Occident

L’écart se creuse entre les Etats-Unis et l’Union européenne

Le G7 de Taormina, vendredi et samedi, s’est achevé sur un échec. Les six puissances mondiales ont acté le différend avec les Etats-Unis de Donald Trump sur le climat, marquant une rupture de confiance dans leurs relations

La frustration d’Angela Merkel a explosé dimanche en Bavière. «L’époque où nous pouvions entièrement compter les uns sur les autres est quasiment révolue, a lâché la chancelière allemande lors d’un meeting à Munich. C’est mon expérience de ces derniers jours.» Elle a passé ces «derniers jours» avec les leaders des principales puissances du monde. D’abord à Bruxelles au sommet de l’OTAN, puis vendredi et samedi à Taormine, en Sicile, pour le G7. Et notamment avec Donald Trump, en Europe et au Proche-Orient pour son premier déplacement international.

Des discussions «pas du tout satisfaisantes»

Les paroles de la dirigeante allemande sont implicitement adressées à son homologue américain. Malgré des négociations acharnées cette fin de semaine, Donald Trump n’a pas plié sur la question climatique. Il n’a pas indiqué s’il voulait appliquer ou non l’Accord de Paris, repoussant sa décision à cette semaine. L’Allemagne, le Canada, la France, l’Italie, le Japon et le Royaume-Uni ont reconnu aux Etats-Unis le temps d’un «processus de révision de leurs politiques sur le changement climatique» mais ont «réaffirmé leur fort engagement à mettre en œuvre rapidement» le texte issu du sommet d’Ise-Shima au Japon l’an passé.

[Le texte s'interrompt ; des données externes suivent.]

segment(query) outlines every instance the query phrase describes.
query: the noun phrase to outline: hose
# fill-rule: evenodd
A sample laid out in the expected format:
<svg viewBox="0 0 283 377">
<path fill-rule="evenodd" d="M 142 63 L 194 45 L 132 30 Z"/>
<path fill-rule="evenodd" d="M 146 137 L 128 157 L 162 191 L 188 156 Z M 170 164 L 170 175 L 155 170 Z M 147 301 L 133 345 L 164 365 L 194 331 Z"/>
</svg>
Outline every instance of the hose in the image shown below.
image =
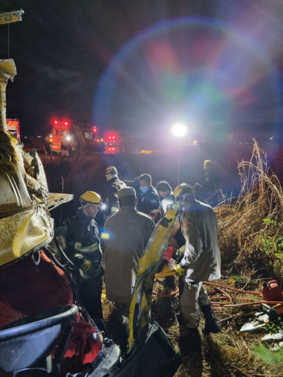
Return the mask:
<svg viewBox="0 0 283 377">
<path fill-rule="evenodd" d="M 283 301 L 265 301 L 264 300 L 257 300 L 256 301 L 253 301 L 252 298 L 245 298 L 244 297 L 240 297 L 239 299 L 243 300 L 244 301 L 249 301 L 248 302 L 245 302 L 239 304 L 232 304 L 232 300 L 231 296 L 226 292 L 223 291 L 223 288 L 225 289 L 227 289 L 229 291 L 233 291 L 233 292 L 238 292 L 239 293 L 242 293 L 244 294 L 254 295 L 257 296 L 262 296 L 262 295 L 260 292 L 256 292 L 255 291 L 243 291 L 242 289 L 238 289 L 237 288 L 233 288 L 231 287 L 226 287 L 225 285 L 221 285 L 221 284 L 217 284 L 215 283 L 211 283 L 208 281 L 204 281 L 204 284 L 209 285 L 212 287 L 214 287 L 219 292 L 221 292 L 224 296 L 216 296 L 211 297 L 211 306 L 218 306 L 218 307 L 232 307 L 237 306 L 245 306 L 251 305 L 259 305 L 260 304 L 266 304 L 267 305 L 276 305 L 276 304 L 283 304 Z M 179 289 L 176 288 L 176 290 L 174 291 L 171 291 L 168 294 L 159 294 L 154 291 L 152 291 L 152 297 L 154 298 L 161 298 L 166 297 L 177 297 L 179 294 Z M 226 300 L 225 302 L 219 302 L 214 300 Z"/>
</svg>

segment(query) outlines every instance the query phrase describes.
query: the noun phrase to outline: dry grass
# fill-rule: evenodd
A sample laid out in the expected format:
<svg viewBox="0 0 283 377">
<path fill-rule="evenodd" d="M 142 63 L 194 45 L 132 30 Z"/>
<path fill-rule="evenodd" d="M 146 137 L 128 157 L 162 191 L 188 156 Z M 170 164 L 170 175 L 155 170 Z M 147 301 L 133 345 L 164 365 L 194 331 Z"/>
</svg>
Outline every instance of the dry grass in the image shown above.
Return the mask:
<svg viewBox="0 0 283 377">
<path fill-rule="evenodd" d="M 277 177 L 267 171 L 266 160 L 266 156 L 255 142 L 251 161 L 239 163 L 242 190 L 238 199 L 234 204 L 215 209 L 224 271 L 223 279 L 218 281 L 218 284 L 260 292 L 264 280 L 279 277 L 283 271 L 283 267 L 274 254 L 267 255 L 262 250 L 261 237 L 275 241 L 283 234 L 282 189 Z M 276 221 L 279 225 L 271 226 L 263 222 L 264 218 Z M 210 296 L 217 296 L 213 287 L 206 288 Z M 159 294 L 166 292 L 159 282 L 156 283 L 154 291 Z M 255 298 L 252 295 L 229 293 L 234 303 L 242 303 L 244 296 Z M 153 300 L 152 318 L 169 334 L 176 351 L 179 350 L 179 328 L 175 315 L 177 307 L 175 298 Z M 283 357 L 268 364 L 268 360 L 272 360 L 269 351 L 263 351 L 267 360 L 264 362 L 264 358 L 256 357 L 252 352 L 255 345 L 260 344 L 262 333 L 251 334 L 239 331 L 250 317 L 261 310 L 259 305 L 215 307 L 222 332 L 206 337 L 201 335 L 202 356 L 184 359 L 175 377 L 282 377 Z M 203 324 L 201 318 L 200 325 Z M 275 324 L 265 331 L 278 332 L 280 326 Z"/>
<path fill-rule="evenodd" d="M 262 238 L 275 242 L 283 234 L 282 188 L 277 177 L 266 166 L 266 156 L 255 142 L 251 161 L 238 164 L 242 189 L 236 202 L 215 209 L 225 267 L 230 272 L 234 270 L 258 277 L 270 264 L 266 272 L 280 278 L 282 263 L 274 253 L 267 255 L 262 251 Z M 264 222 L 266 218 L 278 225 Z"/>
</svg>

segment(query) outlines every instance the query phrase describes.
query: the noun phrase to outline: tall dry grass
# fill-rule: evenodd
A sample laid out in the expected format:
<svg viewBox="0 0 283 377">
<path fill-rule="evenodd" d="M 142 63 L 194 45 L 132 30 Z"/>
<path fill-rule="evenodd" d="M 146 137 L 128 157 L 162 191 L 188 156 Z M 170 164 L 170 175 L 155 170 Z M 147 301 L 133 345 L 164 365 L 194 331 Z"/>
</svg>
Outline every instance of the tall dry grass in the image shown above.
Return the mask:
<svg viewBox="0 0 283 377">
<path fill-rule="evenodd" d="M 282 264 L 271 249 L 263 251 L 263 239 L 275 244 L 283 235 L 283 191 L 278 178 L 267 167 L 266 155 L 254 141 L 251 161 L 238 163 L 241 190 L 236 201 L 215 209 L 220 246 L 224 265 L 231 263 L 245 273 L 261 266 L 280 277 Z M 276 226 L 264 222 L 266 218 Z"/>
</svg>

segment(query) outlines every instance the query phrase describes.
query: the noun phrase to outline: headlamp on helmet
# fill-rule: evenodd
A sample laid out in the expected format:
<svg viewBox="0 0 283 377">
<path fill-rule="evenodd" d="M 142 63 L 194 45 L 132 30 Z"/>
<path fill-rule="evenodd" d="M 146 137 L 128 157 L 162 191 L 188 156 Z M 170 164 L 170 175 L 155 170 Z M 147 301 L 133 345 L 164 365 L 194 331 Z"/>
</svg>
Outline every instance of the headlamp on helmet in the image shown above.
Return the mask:
<svg viewBox="0 0 283 377">
<path fill-rule="evenodd" d="M 115 166 L 109 166 L 106 169 L 106 174 L 111 174 L 112 175 L 115 175 L 118 174 L 118 172 L 117 171 L 117 169 L 116 169 Z"/>
<path fill-rule="evenodd" d="M 174 196 L 178 200 L 181 195 L 192 195 L 194 196 L 196 191 L 190 185 L 187 183 L 181 183 L 178 185 L 174 190 Z"/>
<path fill-rule="evenodd" d="M 80 197 L 80 201 L 84 202 L 87 205 L 101 207 L 102 205 L 102 200 L 100 195 L 94 191 L 87 191 Z M 86 206 L 84 206 L 86 207 Z"/>
</svg>

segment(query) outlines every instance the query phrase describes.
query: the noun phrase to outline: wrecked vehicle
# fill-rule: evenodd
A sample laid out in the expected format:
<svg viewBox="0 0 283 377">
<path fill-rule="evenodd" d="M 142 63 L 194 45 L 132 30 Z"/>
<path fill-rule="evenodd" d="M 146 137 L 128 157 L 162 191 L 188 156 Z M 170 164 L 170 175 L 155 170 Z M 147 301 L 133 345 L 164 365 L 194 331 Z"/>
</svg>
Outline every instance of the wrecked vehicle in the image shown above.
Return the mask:
<svg viewBox="0 0 283 377">
<path fill-rule="evenodd" d="M 53 238 L 48 189 L 35 149 L 7 130 L 5 87 L 13 59 L 0 60 L 0 375 L 173 376 L 180 358 L 149 315 L 154 276 L 178 218 L 173 205 L 149 240 L 133 295 L 128 351 L 105 336 L 80 301 L 79 270 Z"/>
</svg>

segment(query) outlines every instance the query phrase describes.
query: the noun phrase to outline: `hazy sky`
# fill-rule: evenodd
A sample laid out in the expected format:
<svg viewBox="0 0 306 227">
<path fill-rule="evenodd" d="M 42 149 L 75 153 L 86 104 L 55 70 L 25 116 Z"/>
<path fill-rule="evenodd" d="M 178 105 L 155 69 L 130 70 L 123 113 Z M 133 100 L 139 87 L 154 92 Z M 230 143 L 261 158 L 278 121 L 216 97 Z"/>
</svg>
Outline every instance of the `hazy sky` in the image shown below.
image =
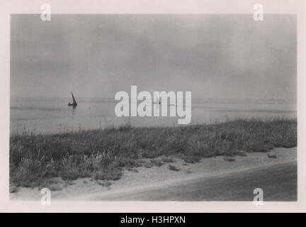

Si l’Allemagne adhère à cette position officielle dans la déclaration finale du G7, elle reste la plus pessimiste et y voit une rupture de la relation de confiance avec son partenaire transatlantique. Angela Merkel a jugé les discussions de vendredi et de samedi sur le sujet «pas du tout satisfaisantes». Cette frustration vient s’ajouter à des tensions préalables au sommet sicilien. A Bruxelles, à la veille de l’ouverture du sommet, Donald Trump s’en serait pris à la politique commerciale allemande. «Les Allemands sont mauvais, très mauvais», aurait-il déclaré, selon des révélations de l’hebdomadaire Der Spiegel, lors d’une rencontre avec Jean-Claude Juncker, le président de la Commission européenne, et d’autres responsables européens.

Le contraste n’a jamais été aussi fort entre les Etats-Unis et leurs partenaires. Il faut remonter à la guerre en Irak de George W. Bush pour trouver un tel différend entre les grandes puissances. En mars 2003, le président américain avait lancé l’opération contre l’avis de la France, de la Russie et de la Chine et sans l’aval du Conseil de sécurité des Nations unies. Mais, avec Donald Trump, la division ne porte pas sur un seul épisode, mais sur une «vision différente des grands thèmes de la politique internationale», selon un professeur d’histoire des relations internationales à l’Université Luiss de Rome.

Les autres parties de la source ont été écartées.